「理系の子 高校生科学オリンピックの青春」 ジュディ・ダットン 著

「2009年度インテル国際学生科学フェア」の出場者6人と、かつての受賞者、そしてフェアの様子とその結果を描いた感動のノンフィクション。様々な環境にいる異能の子らによる驚愕の研究の数々!


本を読むのは主に通勤の電車内だ。
自宅にいると、雑事に追われて腰を落ち着けて本を読む時間が取れない。
昼間は仕事だし、お風呂の中で読むのはぐにゅぐにゅになっても構わない雑誌類だと決めている。
だけど、時々、電車内で読むことが出来ない本がある。
激しく感情を揺さぶられ泣いてしまう、とか。
余りの面白さに降車駅を通り過ぎてしまう、とか。
この本がそうだ。


この本は「2009年度インテル国際学生科学フェア」、通称「インテルISEF2009」の出場者6人と、かつての受賞者、そして2009フェアの様子とその結果を描いたノンフィクションだ。


インテルISEFは全世界から参加者1500人余り、奨学金として与えられる賞金総額は400万ドル(!)、審査員は最低200人の科学者、医者、技術者、大学教授、他にもその道のプロ達が研究を評価するというケタ外れのイベントである。
またインテルISEFは世界中の高校生による科学のオリンピックと呼ばれ、日本からも毎年有望な科学オタク(著者はこの言葉をとても良い意味で使っている)達が参加している。
この本の巻末にもISEF2011で、地球化学部門3等賞と米国地質研究所賞第1位に選ばれた日本人の女子高生の体験記が収録されている(これも感動的!)。


この本に登場する高校生たち、題名は「理系の子」だけれど、そんな言葉では表現が物足りない。
この子らは「異能の子ら」だ。
それは決して悪い意味ではない。


ある男の子は10歳の時には爆薬を、そして15歳にして核融合炉を作ってしまった(今では高校生にして政府のためにテロリストの核持ち込みを防御する装置を開発している)。
2歳の時に「サンタさん、延長コードを下さい」とお願いし、何年間も学校ではイジメられ、親友は退職した物理学者という男の子は、手話を視覚化する手袋を作りフェアでの入賞とともに、セブンティーン誌で最高の男の子の1人に選ばれる。
9・11をきっかけに生き方を大きく変更した両親の元、自宅学習を続けながら14歳で大学の研究助手として働き、サイエンス・フェアの賞金王となり、やがて特許を取り会社を設立してしまった男の子。
小型のトレーラーハウスに6人家族で住む中で、喘息に苦しむ妹を温めるために空き缶で温水装置を作ったナヴァホ族の男の子。
幼い頃から病気がちの父親とともに馬と触れ合って暮らすうちに、馬の人を癒す力に気づき、それを研究発表した女の子は、獲得した賞金で大学進学の夢を叶えた。
女優への道を歩んでいた少女は、高校で仕方なく選択してしまった物理化学の実験の授業をきっかけに、ミツバチの生態に魅せられ蜂群崩壊症候群の原因を探る研究を発表する。
自閉症のいとこと心を通わせるために、特別な教育プログラムを開発した少女はサイエンス・フェアばかりでなく、CNNの《ヒーロー・オブ・ジ・イヤー》に選ばれた。
その他にも数々の異能の子らと感動のエピソードが満載だ。


私たちが作った、大多数の普通の人にとって過ごし易い社会から、その才能によって、または環境によって、その発想によって、大きく突出してしまう彼ら。
このコンクールは、ともすればはみ出し、孤立してしまう彼らをうまく救出する働きをしているのだ。

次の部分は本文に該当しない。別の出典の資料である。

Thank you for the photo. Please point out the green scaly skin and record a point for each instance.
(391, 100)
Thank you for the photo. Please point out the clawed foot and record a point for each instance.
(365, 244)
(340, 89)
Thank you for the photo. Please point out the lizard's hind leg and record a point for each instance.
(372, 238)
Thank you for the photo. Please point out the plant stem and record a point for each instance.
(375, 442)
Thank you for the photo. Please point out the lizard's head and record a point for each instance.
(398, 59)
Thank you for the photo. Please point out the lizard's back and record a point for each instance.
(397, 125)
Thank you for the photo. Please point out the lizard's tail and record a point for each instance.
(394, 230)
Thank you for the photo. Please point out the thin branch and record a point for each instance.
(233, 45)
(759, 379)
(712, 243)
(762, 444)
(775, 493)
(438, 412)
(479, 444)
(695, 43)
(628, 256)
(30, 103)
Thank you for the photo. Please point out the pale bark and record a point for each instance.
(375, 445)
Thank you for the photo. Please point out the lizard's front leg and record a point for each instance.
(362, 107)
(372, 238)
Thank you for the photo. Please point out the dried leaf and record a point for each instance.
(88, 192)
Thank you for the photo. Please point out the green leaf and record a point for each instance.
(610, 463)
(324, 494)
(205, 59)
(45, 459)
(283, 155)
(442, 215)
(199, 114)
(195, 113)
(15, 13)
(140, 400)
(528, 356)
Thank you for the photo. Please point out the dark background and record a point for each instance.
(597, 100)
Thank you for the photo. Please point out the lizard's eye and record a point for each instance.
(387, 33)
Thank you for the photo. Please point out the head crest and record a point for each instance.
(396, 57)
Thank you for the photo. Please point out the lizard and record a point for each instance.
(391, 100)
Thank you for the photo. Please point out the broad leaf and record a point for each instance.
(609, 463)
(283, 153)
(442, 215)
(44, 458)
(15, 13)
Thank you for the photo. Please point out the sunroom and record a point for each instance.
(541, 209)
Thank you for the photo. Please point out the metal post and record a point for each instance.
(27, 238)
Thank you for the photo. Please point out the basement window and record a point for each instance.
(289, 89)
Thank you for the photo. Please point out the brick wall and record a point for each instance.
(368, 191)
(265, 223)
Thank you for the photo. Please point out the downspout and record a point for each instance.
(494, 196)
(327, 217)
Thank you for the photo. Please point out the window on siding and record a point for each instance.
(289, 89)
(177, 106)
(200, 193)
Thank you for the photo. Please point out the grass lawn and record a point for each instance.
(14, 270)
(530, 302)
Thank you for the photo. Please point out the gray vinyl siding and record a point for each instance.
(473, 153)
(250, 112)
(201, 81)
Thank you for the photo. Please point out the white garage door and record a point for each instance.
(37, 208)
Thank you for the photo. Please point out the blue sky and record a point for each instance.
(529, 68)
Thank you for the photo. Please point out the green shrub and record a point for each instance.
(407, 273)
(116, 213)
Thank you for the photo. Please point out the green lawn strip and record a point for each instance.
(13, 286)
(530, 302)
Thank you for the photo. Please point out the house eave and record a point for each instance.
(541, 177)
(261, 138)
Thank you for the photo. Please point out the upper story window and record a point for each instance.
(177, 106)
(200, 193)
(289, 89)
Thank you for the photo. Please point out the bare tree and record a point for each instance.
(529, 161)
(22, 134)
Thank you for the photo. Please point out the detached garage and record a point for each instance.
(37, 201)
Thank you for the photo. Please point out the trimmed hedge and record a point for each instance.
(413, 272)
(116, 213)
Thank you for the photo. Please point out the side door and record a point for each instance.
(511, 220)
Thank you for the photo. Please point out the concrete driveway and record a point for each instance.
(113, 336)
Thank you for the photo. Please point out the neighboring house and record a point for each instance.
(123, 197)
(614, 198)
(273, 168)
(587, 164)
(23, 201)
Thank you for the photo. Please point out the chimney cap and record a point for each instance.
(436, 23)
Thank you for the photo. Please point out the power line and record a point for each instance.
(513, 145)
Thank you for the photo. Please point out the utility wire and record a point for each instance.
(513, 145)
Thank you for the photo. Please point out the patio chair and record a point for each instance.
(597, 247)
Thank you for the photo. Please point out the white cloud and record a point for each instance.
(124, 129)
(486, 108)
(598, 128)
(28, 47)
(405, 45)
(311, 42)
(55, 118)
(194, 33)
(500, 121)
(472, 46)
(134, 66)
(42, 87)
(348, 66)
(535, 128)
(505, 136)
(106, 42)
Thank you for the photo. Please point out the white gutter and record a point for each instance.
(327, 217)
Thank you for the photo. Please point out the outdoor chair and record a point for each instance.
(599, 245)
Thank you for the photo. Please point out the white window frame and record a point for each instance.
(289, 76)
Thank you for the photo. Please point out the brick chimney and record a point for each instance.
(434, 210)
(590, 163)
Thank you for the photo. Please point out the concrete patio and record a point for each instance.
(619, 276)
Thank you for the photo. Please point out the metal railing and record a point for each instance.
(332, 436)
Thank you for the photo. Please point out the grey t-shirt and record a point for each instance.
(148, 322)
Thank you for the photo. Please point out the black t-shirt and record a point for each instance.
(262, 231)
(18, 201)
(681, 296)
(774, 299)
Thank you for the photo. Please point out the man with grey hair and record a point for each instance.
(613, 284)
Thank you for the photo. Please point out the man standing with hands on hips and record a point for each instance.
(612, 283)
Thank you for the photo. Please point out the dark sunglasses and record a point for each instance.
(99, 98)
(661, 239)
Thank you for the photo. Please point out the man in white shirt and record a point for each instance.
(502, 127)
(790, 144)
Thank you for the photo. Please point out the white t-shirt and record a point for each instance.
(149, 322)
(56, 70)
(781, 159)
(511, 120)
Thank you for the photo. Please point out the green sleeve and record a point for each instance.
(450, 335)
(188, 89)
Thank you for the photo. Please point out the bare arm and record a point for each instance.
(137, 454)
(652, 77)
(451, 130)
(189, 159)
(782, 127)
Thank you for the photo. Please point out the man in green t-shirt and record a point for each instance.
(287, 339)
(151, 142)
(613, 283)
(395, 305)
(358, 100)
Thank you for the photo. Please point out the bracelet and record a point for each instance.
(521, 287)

さて、2009フェアでは登場人物たちは上位入賞が果たせるのか…。


大人から見ると驚異にしか見えない研究。
だけど、彼らに「なぜ、そんなことをしたいと思ったの?」と聞いたら、「したかったから」「好きだから」と答えるだろう。
その若さゆえのシンプルさこそ、なによりこの本に私が惹きつけられた理由かも知れない。
なぜって、シンプルは何よりも強く、美しいから。
登場人物の1人に作者が「賞金で何を買うの?」と尋ねた時の彼の答えを聞くと、シンプルはとてつもなく楽しいものであることも分かる。
放射性物質だろうな」




追 記 ISEFのHPを見ると、この本の登場人物の1人が2011フェアで表彰式に立っている姿を発見!わあ、やった〜!